Disclosure of Invention
The invention provides an in vitro life detection material with sensitive reaction and obvious color change and a preparation method thereof, aiming at solving the defects that the POCT detection device in the prior art has not sensitive reaction, the color change is not obvious or too slow to achieve the effect and action of instant diagnosis after a sample is contacted with the POCT, the color change span is too small after the sample is contacted with the POCT, and the judgment and the differentiation of pathology are difficult.

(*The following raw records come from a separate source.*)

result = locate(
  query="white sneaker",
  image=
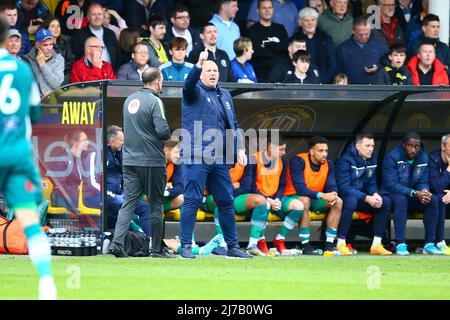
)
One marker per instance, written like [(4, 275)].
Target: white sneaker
[(47, 288)]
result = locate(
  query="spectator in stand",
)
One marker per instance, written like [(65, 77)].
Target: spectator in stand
[(31, 15), (95, 28), (201, 11), (116, 5), (157, 49), (270, 40), (425, 68), (227, 29), (14, 42), (406, 182), (340, 79), (430, 33), (177, 69), (114, 175), (47, 65), (285, 13), (136, 14), (127, 40), (391, 31), (285, 67), (337, 22), (408, 14), (133, 69), (180, 18), (439, 170), (242, 68), (91, 67), (319, 5), (359, 57), (72, 14), (319, 44), (107, 21), (61, 45), (208, 36), (9, 10), (301, 60), (395, 73)]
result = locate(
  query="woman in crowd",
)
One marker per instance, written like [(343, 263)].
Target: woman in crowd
[(61, 45)]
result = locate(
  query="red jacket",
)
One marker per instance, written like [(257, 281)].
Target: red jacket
[(439, 76), (83, 70)]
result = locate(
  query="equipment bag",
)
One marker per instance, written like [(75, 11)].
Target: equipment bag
[(12, 238), (136, 244)]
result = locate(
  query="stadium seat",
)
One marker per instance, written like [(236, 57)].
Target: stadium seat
[(47, 187), (175, 215), (82, 208)]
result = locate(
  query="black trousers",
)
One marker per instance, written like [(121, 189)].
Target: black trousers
[(152, 182)]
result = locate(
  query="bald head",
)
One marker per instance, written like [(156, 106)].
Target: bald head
[(210, 74), (92, 48)]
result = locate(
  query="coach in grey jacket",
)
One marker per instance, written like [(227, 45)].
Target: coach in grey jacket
[(144, 163), (47, 65)]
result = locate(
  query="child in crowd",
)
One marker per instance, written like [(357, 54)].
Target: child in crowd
[(301, 61)]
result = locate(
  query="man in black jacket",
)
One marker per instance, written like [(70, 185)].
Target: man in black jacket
[(319, 44), (144, 163), (284, 68), (208, 36), (95, 28), (430, 33), (396, 72)]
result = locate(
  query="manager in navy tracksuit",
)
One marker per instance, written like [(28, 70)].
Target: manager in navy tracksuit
[(439, 167), (205, 107), (406, 182), (357, 184)]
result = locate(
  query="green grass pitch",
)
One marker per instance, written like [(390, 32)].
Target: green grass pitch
[(209, 278)]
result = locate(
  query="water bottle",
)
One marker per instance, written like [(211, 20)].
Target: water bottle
[(106, 242)]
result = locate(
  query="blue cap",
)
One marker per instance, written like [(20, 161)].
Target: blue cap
[(43, 34)]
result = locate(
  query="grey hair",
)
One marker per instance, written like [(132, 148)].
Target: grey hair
[(112, 132), (445, 138), (308, 12)]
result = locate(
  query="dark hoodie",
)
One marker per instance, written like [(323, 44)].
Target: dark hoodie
[(401, 177), (356, 176), (439, 175)]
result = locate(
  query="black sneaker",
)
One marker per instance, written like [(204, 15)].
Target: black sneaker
[(238, 253), (220, 251), (186, 252), (162, 254), (117, 251), (308, 250)]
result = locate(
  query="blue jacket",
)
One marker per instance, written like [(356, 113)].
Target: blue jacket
[(175, 71), (439, 175), (352, 58), (248, 181), (402, 178), (23, 16), (201, 104), (243, 73), (355, 176), (177, 182), (226, 35), (114, 172)]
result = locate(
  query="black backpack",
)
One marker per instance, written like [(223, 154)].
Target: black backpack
[(137, 244)]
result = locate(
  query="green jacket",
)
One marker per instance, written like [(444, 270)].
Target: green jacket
[(339, 30)]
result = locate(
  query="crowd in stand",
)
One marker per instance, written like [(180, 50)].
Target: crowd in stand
[(306, 41)]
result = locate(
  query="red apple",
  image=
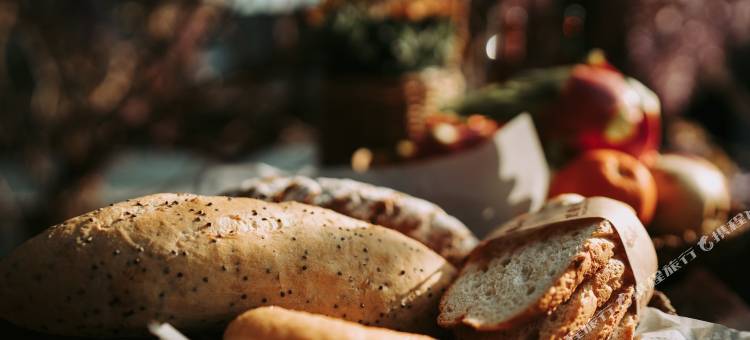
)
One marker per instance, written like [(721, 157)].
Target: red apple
[(693, 195), (599, 108)]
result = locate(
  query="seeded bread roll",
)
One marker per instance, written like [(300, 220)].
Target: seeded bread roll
[(196, 262), (416, 218), (609, 316), (509, 281), (578, 310), (276, 323)]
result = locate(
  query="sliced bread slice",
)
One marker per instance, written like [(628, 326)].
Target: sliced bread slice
[(578, 310), (510, 280)]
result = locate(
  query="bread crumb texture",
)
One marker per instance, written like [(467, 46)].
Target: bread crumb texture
[(508, 281)]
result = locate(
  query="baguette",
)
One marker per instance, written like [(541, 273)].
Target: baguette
[(276, 323), (414, 217), (197, 261)]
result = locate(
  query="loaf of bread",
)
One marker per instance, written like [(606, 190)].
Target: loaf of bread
[(276, 323), (511, 280), (197, 262), (549, 283), (414, 217)]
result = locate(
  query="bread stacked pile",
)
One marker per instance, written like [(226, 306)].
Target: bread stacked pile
[(290, 270), (553, 283), (197, 262)]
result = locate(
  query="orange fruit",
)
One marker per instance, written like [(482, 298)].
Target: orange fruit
[(612, 174)]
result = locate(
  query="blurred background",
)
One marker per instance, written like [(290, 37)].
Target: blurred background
[(105, 100)]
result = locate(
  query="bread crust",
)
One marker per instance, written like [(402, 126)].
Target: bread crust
[(198, 261), (626, 329), (414, 217), (276, 323), (578, 310), (594, 253), (604, 324)]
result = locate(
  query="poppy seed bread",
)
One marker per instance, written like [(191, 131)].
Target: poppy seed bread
[(197, 261)]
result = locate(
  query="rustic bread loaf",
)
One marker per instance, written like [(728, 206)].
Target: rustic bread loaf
[(196, 262), (276, 323), (578, 310), (569, 316), (508, 281), (416, 218), (610, 315), (626, 329)]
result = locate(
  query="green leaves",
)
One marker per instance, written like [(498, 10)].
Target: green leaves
[(357, 42), (528, 92)]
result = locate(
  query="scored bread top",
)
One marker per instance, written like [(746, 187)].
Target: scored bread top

In order to achieve the purpose, the invention adopts the following technical scheme:
an in vitro life detection material consists of 100% of linter cotton pulp, wherein the grain size of the linter cotton pulp is not more than 100nm, and the in vitro life detection material contains 1.5-2.0 mg/kg of aluminum element, 0.2-0.5 mg/kg of barium element, 100-130 mg/kg of calcium element and 15.0-20.0 mg/kg of sodium element.
The in vitro life detection material prepared by the following preparation method by taking the raw materials in the component ratio has the main performance indexes that the filtration rate is less than or equal to 100S, the longitudinal water absorption height is more than or equal to 105mm, the transverse water absorption height is more than or equal to 95mm, the dry burst is more than or equal to 330Kpa, the wet burst is more than or equal to 350Kpa, and the water absorption capacity is more than or equal to 345 g/square meter. In the component proportion, 100 percent of the linter cotton pulp is used as a basic component for detecting the in vitro life, the particle size is not more than 100nm, so that the detection material has higher water absorption, bursting strength and higher filtering speed, and the limitation of microelements such as aluminum, barium, calcium, sodium and the like which play a reaction mechanism is an important determinant factor for ensuring that the in vitro life detection material has high sensitivity and high detection effect.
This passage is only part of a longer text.